La Cour Suprême ou Haute Cour de Justice :
La Cour suprême en tant que cour de cassation est la juridiction suprême de l’ordre judiciaire. Elle devient Haute Cour de Justice lorsqu’elle statue sur des recours contre des décisions administratives. Il existe ainsi un ordre judiciaire et un ordre juridictionnel administratif. Dans un rôle de tribunal des conflits, la Cour détermine quelle juridiction est compétente pour statuer en cas de conflit de compétences entre les deux ordres juridictionnels.
Au sommet de l’ordre judiciaire, la Cour de cassation connaît les appels des délits dans les affaires criminelles et tout jugement excédant 500 dinars jordaniens dans les affaires civiles. D’autres affaires peuvent également être acceptées en appel par un congé spécial accordé par le Président de la Cour.
Au sein de l’ordre juridictionnel administratif la Cour examine également les requêtes en habeas corpus (contre les détentions arbitraires) en tant que Haute Cour de Justice.
Cette juridiction suprême est composée de 15 juges au maximum, chaque affaire étant traitée par cinq juges.
La Cour d’Appel :
La Cour d’Appel constitue une juridiction de second degré qui traite tous les cas de recours des jugements des Tribunaux de Première Instance et des tribunaux d’instance. Elle peut réexaminer les faits.
Un comité de trois juges examine toutes les affaires soulevées en Cour d’Appel.
Les tribunaux d’instance :
Ces tribunaux sont compétents en matière pénale pour les délits et crimes mineurs dans lesquels la sentence ne dépasse pas deux ans. Ils traitent également les actions civiles pour lesquelles le montant ne dépasse pas 750 dinars jordaniens ainsi que les cas d’expulsion et de violation de propriété.
14 magistrats exercent au sein du tribunal d’instance d’Amman. La plupart des villes jordaniennes comprennent un tribunal d’instance composé de deux ou trois magistrats. Les affaires civiles et pénales devant ces tribunaux sont entendues par un juge unique.
Les tribunaux de Première Instance :
Les tribunaux de première instance sont compétents dans le jugement d’affaires pénales qui ne relèvent pas de la juridiction des tribunaux d’instance, et qui ne sont pas spécifiquement couvertes par les tribunaux spéciaux. Ils traitent ainsi des affaires civiles et comprennent toutes les affaires dont les dommages allégués dépassent 750 dinars jordaniens. Les tribunaux de première instance traitent également les appels dans les affaires pénales lorsque la peine prononcée est évaluée à une semaine ou moins.
Deux juges statuent sur les affaires pénales et un juge sur les affaires civiles.
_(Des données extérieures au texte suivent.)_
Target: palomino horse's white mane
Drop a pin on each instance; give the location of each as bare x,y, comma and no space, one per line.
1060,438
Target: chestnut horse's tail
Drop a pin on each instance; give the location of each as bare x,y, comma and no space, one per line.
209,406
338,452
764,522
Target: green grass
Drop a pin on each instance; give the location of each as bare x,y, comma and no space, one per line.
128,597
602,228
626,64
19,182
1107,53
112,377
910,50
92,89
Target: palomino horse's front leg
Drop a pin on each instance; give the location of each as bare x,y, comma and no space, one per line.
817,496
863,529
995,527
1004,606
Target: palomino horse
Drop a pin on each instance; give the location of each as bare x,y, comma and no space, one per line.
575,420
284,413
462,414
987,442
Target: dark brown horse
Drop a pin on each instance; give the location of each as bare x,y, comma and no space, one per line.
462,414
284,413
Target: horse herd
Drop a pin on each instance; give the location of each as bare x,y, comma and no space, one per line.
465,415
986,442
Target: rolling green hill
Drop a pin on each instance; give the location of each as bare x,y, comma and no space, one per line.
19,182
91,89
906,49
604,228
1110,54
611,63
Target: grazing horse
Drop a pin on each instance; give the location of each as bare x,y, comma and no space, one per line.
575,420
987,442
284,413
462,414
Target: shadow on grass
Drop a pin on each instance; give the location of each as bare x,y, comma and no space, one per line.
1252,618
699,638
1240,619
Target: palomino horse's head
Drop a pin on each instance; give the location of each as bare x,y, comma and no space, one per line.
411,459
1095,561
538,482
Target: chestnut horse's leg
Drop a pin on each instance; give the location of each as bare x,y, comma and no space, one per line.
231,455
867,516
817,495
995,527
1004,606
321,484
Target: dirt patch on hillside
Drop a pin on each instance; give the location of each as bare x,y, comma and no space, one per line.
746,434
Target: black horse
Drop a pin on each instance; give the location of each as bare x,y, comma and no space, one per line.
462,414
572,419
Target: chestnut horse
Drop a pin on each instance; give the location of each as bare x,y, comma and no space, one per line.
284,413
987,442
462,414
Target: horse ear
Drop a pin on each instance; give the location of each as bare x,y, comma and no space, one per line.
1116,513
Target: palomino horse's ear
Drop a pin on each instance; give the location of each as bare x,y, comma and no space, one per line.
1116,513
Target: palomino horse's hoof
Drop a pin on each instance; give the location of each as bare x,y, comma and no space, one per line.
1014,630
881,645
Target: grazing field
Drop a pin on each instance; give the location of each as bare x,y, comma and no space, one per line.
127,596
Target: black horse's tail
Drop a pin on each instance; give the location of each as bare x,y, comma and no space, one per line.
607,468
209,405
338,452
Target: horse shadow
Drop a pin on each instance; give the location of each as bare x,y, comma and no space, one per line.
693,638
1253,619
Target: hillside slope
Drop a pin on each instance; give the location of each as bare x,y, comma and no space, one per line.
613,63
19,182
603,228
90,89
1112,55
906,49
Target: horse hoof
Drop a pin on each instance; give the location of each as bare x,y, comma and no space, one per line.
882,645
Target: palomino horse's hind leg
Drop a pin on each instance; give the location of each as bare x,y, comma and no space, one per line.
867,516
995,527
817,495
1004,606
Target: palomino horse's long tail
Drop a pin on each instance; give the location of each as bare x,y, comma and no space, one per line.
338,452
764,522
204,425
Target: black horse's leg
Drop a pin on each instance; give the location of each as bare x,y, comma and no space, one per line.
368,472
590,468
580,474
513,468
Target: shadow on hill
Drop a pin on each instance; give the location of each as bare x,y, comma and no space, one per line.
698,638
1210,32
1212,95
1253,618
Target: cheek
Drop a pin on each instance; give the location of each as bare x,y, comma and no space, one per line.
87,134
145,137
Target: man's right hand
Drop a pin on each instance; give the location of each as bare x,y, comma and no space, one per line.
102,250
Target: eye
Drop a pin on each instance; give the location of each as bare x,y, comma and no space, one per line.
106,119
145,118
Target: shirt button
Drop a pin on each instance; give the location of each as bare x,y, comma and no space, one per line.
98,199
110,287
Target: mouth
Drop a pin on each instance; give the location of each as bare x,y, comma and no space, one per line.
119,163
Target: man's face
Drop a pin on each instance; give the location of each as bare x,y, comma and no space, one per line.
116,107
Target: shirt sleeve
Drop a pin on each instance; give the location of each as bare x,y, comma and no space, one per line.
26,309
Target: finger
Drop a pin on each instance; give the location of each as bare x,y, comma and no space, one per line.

Les branches sont à Amman et dans plusieurs autres grandes villes.
Le Tribunal criminel :
Le Tribunal criminel est une juridiction de première instance établie sur un ensemble spécifique de condamnations pénales graves (définies comme crimes dont la peine est supérieure à trois ans) qui ne sont pas traités dans les Tribunaux militaires ou les Cours de sûreté de l’Etat. Les crimes jugés dans ce tribunal comprennent les cas d’homicide et de meurtre, ainsi que de viol et autres infractions sexuelles.
Les appels des jugements de ce tribunal se font directement auprès de la Cour de Cassation.
Il n’y a qu’un seul tribunal criminel jugeant de pareils crimes. Il se situe à Amman. Trois juges statuent en formation collégiale pour chaque affaire.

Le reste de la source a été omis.